It was on the day after this occasion (being Sunday) when, as Mr. Dombey,
Mrs. Chick, and Miss Tox were sitting at breakfast, still eulogising the Major,
Florence came running in: her face suffused with a bright colour, and her eyes
sparkling joyfully: and cried,
`Papa! papa! Here's Walter! and he won't come in.'
`Who?' cried Mr. Dombey. `What does she mean? What is this?'
`Walter, Papa!' said Florence timidly; sensible of having approached the
presence with too much familiarity. `Who found me when I was lost.'
`Does she mean young Gay, Louisa?' inquired Mr. Dombey, knitting his brows.
`Really, this child's manners have become very boisterous. She cannot mean young
Gay, I think. See what it is, will you?'
Mrs. Chick hurried into the passage, and returned with the information that
it was young Gay, accompanied by a very strange-looking person; and that young
Gay said he would not take the liberty of coming in, hearing Mr. Dombey was at
breakfast, but would wait until Mr. Dombey should signify that he might
approach.
`Tell the boy to come in now,' said Mr. Dombey. `Now, Gay, what is the
matter? Who sent you down here? Was there nobody else to come?'
`I beg your pardon, Sir,' returned Walter. `I have not been sent. I have been
so bold as to come on my own account, which I hope you'll pardon when I mention
the cause.'
But Mr. Dombey without attending to what he said, was looking impatiently on
either side of him (as if he were a pillar in his way) at some object behind.

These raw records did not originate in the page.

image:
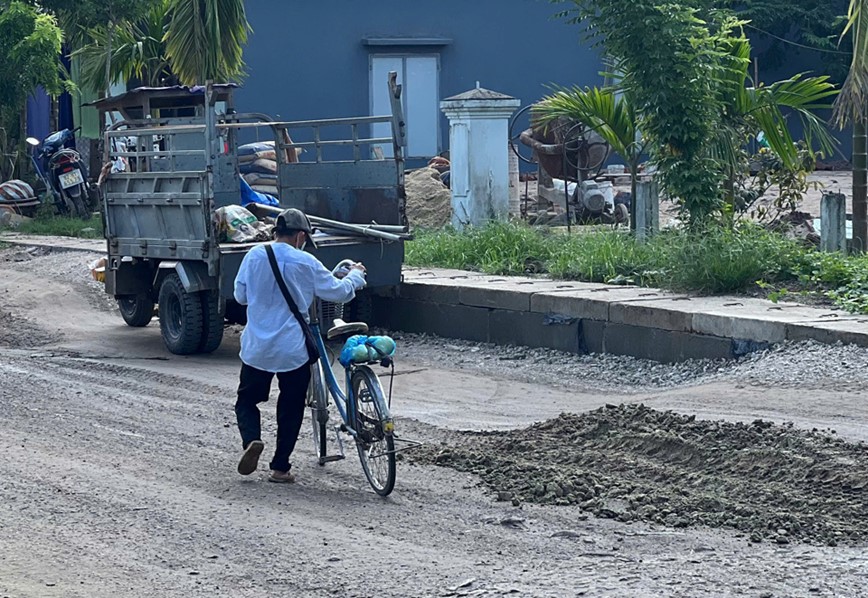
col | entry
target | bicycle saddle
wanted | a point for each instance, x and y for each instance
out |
(341, 328)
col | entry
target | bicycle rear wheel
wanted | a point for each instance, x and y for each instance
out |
(374, 441)
(317, 400)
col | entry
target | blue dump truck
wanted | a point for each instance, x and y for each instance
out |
(175, 156)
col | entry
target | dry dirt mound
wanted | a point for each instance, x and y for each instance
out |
(429, 201)
(631, 462)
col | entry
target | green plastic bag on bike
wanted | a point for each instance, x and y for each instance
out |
(367, 349)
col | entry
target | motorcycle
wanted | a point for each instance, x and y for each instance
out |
(62, 171)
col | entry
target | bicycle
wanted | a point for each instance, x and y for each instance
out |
(363, 407)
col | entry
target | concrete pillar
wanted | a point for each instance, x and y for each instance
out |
(479, 155)
(833, 222)
(647, 209)
(514, 183)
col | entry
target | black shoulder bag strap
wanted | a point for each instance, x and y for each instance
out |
(309, 341)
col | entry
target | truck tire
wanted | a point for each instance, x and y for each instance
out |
(136, 310)
(212, 322)
(181, 323)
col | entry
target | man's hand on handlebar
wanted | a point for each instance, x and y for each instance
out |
(346, 266)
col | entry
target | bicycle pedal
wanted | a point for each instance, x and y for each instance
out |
(340, 441)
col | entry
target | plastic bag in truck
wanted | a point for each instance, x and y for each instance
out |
(237, 225)
(249, 196)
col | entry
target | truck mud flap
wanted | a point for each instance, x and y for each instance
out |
(194, 275)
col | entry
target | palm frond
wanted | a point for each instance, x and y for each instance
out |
(612, 116)
(851, 104)
(205, 39)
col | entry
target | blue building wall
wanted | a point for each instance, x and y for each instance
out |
(308, 60)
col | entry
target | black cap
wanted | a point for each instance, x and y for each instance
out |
(294, 219)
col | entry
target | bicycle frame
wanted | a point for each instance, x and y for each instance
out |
(341, 400)
(345, 403)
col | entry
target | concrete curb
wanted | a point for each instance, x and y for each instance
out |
(598, 318)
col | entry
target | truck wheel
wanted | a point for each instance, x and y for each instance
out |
(212, 319)
(236, 313)
(180, 317)
(136, 310)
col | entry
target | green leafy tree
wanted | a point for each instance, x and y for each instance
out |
(812, 24)
(186, 41)
(30, 44)
(673, 57)
(138, 52)
(612, 115)
(205, 39)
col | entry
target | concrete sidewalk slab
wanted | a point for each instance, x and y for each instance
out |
(593, 301)
(852, 331)
(58, 243)
(643, 322)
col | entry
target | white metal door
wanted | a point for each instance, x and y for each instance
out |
(420, 76)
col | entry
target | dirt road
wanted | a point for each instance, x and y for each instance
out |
(117, 463)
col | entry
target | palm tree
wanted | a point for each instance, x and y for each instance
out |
(137, 50)
(205, 39)
(852, 108)
(611, 115)
(747, 110)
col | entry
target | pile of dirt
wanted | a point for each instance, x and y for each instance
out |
(630, 462)
(429, 201)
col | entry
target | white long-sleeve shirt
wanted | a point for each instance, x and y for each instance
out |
(273, 340)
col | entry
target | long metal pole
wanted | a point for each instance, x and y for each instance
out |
(860, 185)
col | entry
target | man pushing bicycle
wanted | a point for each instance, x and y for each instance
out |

`What's that?' said Mr. Dombey. `Who is that? I think you have made some
mistake in the door, Sir.'
`Oh, I'm very sorry to intrude with any one, Sir,' cried Walter, hastily:
`but this is--this is Captain Cuttle, Sir.'
`Wal'r, my lad,' observed the Captain in a deep voice: `stand by!'
At the same time the Captain, coming a little further in, brought out his
wide suit of blue, his conspicuous shirt-collar, and his knobby nose in full
relief, and stood bowing to Mr. Dombey, and waving his hook politely to the
ladies, with the hard glazed hat in his one hand, and a red equator round his
head which it had newly imprinted there.
Mr. Dombey regarded this phenomenon with amazement and indignation, and
seemed by his looks to appeal to Mrs. Chick and Miss Tox against it. Little
Paul, who had come in after Florence, backed towards Miss Tox as the Captain
waved his hook, and stood on the defensive.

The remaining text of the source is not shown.